As Brendan Vaughan, Mining Manager, says: “The three cost drivers we have, and that we base our bids on, is the cost of the productivity to be achieved, the cost of the provider and the cost of the people.
“As a service provider, we have to be good in those three areas. But we can’t necessarily be good at everything, so our focus is to be the best with certain pieces of equipment within our business model.
“We want to be the best in Australia at operating equipment in the 100 to 200 tonne range, and that means understanding the life cycle cost of the equipment better than anyone else.”
Vaughan says Watpac’s decision to expand its fleet of ROC F9 C tophammer “SmartROC” drill rigs, was not only based on the technology but also on the support provided by supplier Atlas Copco. It was also important that the two companies were able to work closely together on the application.
“Just because it works in the north of Sweden doesn’t mean it can be started up at Mt Magnet in the middle of Western Australia in summer, without the full atten-tion of relevant technicians and experts.”
He adds: “I think my job as a respon-sible engineer and an officer of Watpac is to make sure we have a strategy that is fully supported from the manufacturer through to what we’re doing for our clients nationally and across multiple remote sites.
“We want to be innovative and we want to work with people who are innovative. That’s important to us. It’s about innovation that works. The SmartROC drill has been an incredible piece of technology to put out there to our clients.”
An Australian ﬁrst
Watpac has been using the first SmartROC T45 in Australia at the Mt Magnet gold mine, owned Ramelius Resources, in WA’s Murchison district. After three months on site, it was clear that the new rig uses considerably less fuel than its predecessor, the ROC F9 C. Vaughan explains: “That’s highly significant because if we get savings of 30% on fuel – and we are seeing better than that – it means the engine is wearing out less quickly, and that has a tremendous impact on your life cycle maintenance strategy for running the drill.
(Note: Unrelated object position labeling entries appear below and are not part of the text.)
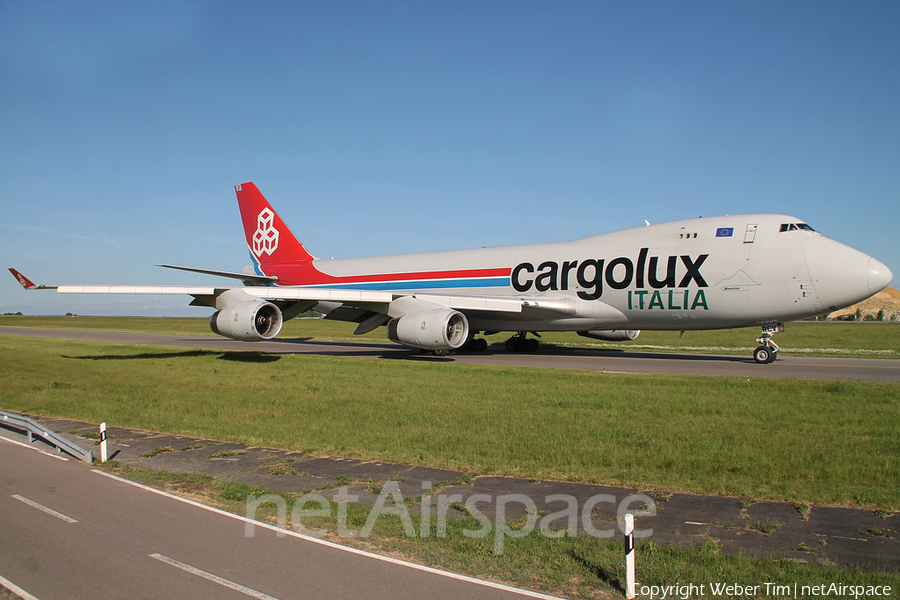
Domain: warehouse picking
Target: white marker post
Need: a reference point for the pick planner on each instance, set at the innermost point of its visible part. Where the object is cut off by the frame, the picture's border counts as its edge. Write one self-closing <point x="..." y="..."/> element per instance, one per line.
<point x="629" y="556"/>
<point x="103" y="451"/>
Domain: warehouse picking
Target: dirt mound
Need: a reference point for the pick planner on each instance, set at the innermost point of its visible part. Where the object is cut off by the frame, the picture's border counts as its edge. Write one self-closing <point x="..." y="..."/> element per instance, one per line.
<point x="885" y="303"/>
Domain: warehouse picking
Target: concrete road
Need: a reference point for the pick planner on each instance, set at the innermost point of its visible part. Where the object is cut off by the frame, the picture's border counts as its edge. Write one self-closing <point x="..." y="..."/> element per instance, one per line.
<point x="787" y="367"/>
<point x="70" y="532"/>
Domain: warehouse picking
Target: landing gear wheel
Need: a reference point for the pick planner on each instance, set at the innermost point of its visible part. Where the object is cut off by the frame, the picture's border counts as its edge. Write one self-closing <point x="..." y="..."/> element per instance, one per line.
<point x="763" y="355"/>
<point x="767" y="353"/>
<point x="520" y="343"/>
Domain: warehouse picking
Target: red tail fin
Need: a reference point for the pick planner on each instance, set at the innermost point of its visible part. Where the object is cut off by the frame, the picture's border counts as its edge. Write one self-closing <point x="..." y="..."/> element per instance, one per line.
<point x="26" y="283"/>
<point x="269" y="239"/>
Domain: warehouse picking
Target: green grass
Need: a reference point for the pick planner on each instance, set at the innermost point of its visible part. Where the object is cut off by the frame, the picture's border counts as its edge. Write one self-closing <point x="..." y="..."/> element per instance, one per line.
<point x="802" y="441"/>
<point x="862" y="339"/>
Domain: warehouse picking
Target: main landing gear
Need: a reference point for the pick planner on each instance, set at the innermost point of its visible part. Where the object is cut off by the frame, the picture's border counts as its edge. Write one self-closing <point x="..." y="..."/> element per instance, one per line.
<point x="520" y="343"/>
<point x="769" y="350"/>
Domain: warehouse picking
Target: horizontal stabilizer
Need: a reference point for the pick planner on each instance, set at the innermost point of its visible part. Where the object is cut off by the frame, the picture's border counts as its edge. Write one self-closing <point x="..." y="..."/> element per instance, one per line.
<point x="27" y="283"/>
<point x="261" y="279"/>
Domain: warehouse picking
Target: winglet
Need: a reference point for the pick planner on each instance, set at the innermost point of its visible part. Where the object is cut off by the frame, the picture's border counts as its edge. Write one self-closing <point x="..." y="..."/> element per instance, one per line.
<point x="27" y="283"/>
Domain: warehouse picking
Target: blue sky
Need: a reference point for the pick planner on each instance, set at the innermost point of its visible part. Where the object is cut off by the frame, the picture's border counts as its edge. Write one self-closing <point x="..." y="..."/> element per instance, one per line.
<point x="387" y="127"/>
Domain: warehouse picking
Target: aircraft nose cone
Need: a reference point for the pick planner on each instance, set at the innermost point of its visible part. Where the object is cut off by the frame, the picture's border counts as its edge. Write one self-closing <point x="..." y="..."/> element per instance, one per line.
<point x="878" y="276"/>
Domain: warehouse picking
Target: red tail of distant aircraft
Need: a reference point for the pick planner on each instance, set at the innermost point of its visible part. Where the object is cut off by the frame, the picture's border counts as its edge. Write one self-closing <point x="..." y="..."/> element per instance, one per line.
<point x="717" y="272"/>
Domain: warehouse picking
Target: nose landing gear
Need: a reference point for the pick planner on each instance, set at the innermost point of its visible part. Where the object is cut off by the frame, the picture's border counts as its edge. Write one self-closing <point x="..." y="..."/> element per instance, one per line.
<point x="768" y="352"/>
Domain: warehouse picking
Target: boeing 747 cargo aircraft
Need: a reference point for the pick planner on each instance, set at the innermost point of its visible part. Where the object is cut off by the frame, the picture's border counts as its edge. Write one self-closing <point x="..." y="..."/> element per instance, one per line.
<point x="707" y="273"/>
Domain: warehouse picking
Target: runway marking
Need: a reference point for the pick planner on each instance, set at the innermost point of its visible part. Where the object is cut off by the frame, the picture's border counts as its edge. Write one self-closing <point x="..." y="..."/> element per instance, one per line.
<point x="24" y="445"/>
<point x="214" y="578"/>
<point x="4" y="582"/>
<point x="292" y="533"/>
<point x="43" y="508"/>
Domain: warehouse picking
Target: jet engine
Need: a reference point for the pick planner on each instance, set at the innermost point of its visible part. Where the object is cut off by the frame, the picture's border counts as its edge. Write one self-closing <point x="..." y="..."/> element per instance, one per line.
<point x="611" y="335"/>
<point x="251" y="321"/>
<point x="442" y="329"/>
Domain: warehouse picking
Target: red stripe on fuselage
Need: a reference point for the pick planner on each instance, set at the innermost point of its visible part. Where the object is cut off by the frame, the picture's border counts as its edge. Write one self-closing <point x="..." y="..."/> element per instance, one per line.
<point x="306" y="274"/>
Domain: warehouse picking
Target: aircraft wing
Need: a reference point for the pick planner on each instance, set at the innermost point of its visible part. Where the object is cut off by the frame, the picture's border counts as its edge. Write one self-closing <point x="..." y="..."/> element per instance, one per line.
<point x="355" y="298"/>
<point x="363" y="301"/>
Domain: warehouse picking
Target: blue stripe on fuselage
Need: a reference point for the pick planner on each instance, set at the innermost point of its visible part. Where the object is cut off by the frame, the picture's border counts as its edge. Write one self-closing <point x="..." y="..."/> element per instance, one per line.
<point x="420" y="284"/>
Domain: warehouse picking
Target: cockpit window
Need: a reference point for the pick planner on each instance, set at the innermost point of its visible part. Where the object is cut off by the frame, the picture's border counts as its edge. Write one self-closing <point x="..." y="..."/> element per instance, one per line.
<point x="795" y="227"/>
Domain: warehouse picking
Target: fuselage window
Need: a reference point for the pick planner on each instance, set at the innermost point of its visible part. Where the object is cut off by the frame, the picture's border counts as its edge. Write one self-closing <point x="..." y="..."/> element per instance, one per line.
<point x="795" y="227"/>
“There is always a big focus on engine life with these track-mounted machines. There is a direct correlation between fuel reduction and frame life, and that’s a much bigger saving. The fuel saving is just the tip of the iceberg.”
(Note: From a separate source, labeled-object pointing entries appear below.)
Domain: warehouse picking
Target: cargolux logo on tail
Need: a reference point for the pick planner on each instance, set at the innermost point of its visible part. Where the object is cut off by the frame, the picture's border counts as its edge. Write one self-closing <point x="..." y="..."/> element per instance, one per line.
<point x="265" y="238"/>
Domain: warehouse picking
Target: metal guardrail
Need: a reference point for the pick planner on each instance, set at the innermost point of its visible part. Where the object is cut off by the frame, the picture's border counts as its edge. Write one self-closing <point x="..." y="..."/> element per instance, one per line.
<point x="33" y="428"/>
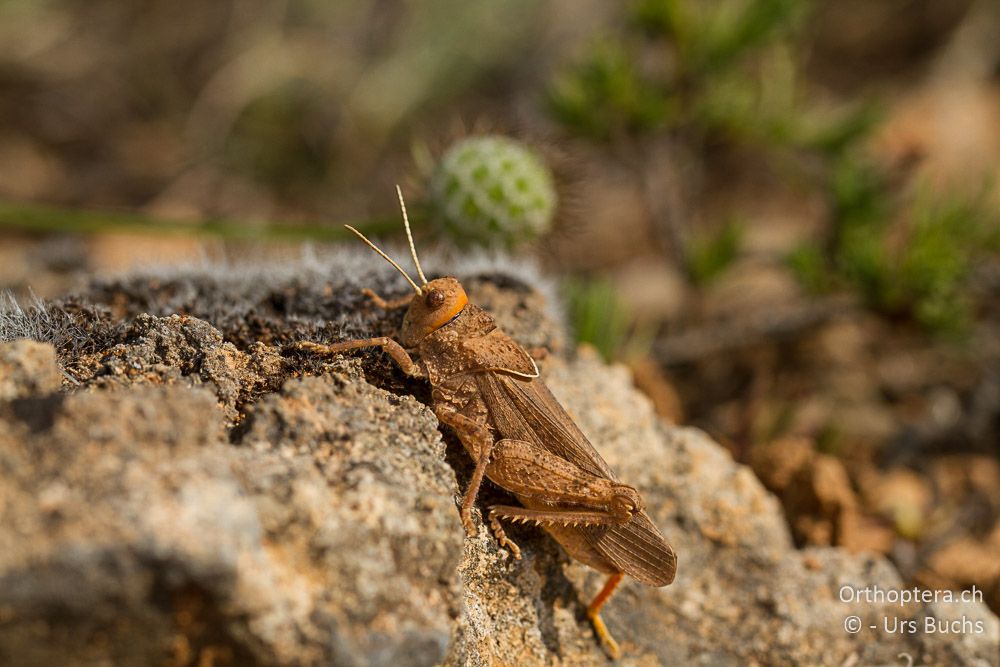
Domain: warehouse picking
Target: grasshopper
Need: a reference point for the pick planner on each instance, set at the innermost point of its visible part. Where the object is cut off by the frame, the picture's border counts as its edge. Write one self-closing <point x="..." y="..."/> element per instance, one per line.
<point x="487" y="388"/>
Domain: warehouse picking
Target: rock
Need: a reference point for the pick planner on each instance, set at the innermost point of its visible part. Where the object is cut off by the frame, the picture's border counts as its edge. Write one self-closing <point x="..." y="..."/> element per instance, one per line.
<point x="27" y="368"/>
<point x="201" y="507"/>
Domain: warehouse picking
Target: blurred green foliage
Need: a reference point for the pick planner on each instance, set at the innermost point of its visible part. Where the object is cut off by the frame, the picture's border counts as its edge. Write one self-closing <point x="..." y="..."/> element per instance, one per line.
<point x="710" y="255"/>
<point x="908" y="257"/>
<point x="601" y="319"/>
<point x="730" y="72"/>
<point x="728" y="68"/>
<point x="493" y="191"/>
Vaughan says the promise of maintenance cost savings related to the simplified hose and fitting layout of the SmartROC T45 was likely to become evident after about 7 000 hours of operation. Higher drill penetration rates with the extra 5 kW of rock drill power (now 30 kW) were also expected once some early rod changing challenges had been overcome.
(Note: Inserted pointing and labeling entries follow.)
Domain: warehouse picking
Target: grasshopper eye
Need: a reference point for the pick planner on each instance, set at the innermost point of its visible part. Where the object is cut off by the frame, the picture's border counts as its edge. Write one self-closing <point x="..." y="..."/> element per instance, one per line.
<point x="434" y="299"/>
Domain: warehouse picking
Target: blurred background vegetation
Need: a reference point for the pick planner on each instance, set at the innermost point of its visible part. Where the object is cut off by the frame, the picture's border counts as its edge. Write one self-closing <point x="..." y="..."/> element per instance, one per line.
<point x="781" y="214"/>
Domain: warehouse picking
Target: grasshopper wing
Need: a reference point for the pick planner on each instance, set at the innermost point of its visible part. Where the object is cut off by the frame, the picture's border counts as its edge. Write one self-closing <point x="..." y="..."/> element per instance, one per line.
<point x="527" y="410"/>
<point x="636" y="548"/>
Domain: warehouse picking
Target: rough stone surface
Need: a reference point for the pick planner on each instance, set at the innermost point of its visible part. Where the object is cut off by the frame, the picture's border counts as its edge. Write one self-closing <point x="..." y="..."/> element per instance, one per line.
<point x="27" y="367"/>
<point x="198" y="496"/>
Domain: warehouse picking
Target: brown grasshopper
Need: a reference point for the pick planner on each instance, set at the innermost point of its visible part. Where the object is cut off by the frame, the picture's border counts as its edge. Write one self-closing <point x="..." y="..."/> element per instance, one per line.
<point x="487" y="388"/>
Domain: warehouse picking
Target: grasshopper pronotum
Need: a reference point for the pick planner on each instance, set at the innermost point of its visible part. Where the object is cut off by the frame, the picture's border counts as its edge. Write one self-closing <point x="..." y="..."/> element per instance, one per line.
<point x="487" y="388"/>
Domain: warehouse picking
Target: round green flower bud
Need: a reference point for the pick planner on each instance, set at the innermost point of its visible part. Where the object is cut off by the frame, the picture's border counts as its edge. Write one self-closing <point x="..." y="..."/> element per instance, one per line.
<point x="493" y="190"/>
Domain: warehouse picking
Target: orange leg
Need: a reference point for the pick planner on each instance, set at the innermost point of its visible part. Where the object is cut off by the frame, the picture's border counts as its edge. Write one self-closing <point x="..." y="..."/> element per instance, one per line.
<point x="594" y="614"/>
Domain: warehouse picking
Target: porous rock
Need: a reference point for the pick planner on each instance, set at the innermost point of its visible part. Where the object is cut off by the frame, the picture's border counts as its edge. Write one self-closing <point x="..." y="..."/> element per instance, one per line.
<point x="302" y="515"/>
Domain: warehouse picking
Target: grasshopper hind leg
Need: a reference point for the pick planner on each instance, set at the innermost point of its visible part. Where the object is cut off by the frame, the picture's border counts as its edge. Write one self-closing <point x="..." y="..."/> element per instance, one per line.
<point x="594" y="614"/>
“We put the SmartROC T45 to work in the hardest rocks, basalts and dolerites and banded iron formations, which are essentially the three types of drilling applications faced at Mt Magnet,” Vaughan explains. “It’s not the granite and gneisses they test these rigs on in Sweden. Basalts and dolerites aren’t for the faint of heart, and BIFs [Banded Iron Formation rock] tend to be dense and a little bit abrasive, too. It’s a good test application for the technology”
Vaughan points out the benefits of mod-ern technology onboard the new generation rigs, such as the Atlas Copco Rig Control System (RCS) and satellite-based hole navigation system (HNS), which had been demonstrated with the ROC F9 C rigs and are now an integral part of Watpac’s productivity push going forward.
The HNS uses data from mine planning software to accurately guide and control setup without operator intervention, while gathering streams of useful information such as hole depths, total meters drilled, penetration rates, and so on, during drilling.
Happiest people at Mt Magnet
“Some of the happiest people at Mt Magnet are the surveyors,” Vaughan says. “They don’t have to go out and put a hole in the ground anymore. They can be off doing other things rather than setting up the drill and blast pattern. And our blast crews don’t have to mark the ground either.
“When I hear at our sites that ‘we need to have our ground stations set up to be able to run our rig it is music to my ears. It means the technology is being used and we are getting the advantages from it.
“I think it is interesting to see where this technology is taking the industry. It has made drilling possible for people who are less skilled. So if you add in the more powerful rock drills, and the improved lifecycle cost, and the other benefits, that’s what we’ll be able to pass directly back to our clients.”
Vaughan adds that the Atlas Copco support for the rigs has been first class. “I haven’t heard of any occasion where Atlas Copco has not been there, ready to respond to our needs, and that’s very important,” he said.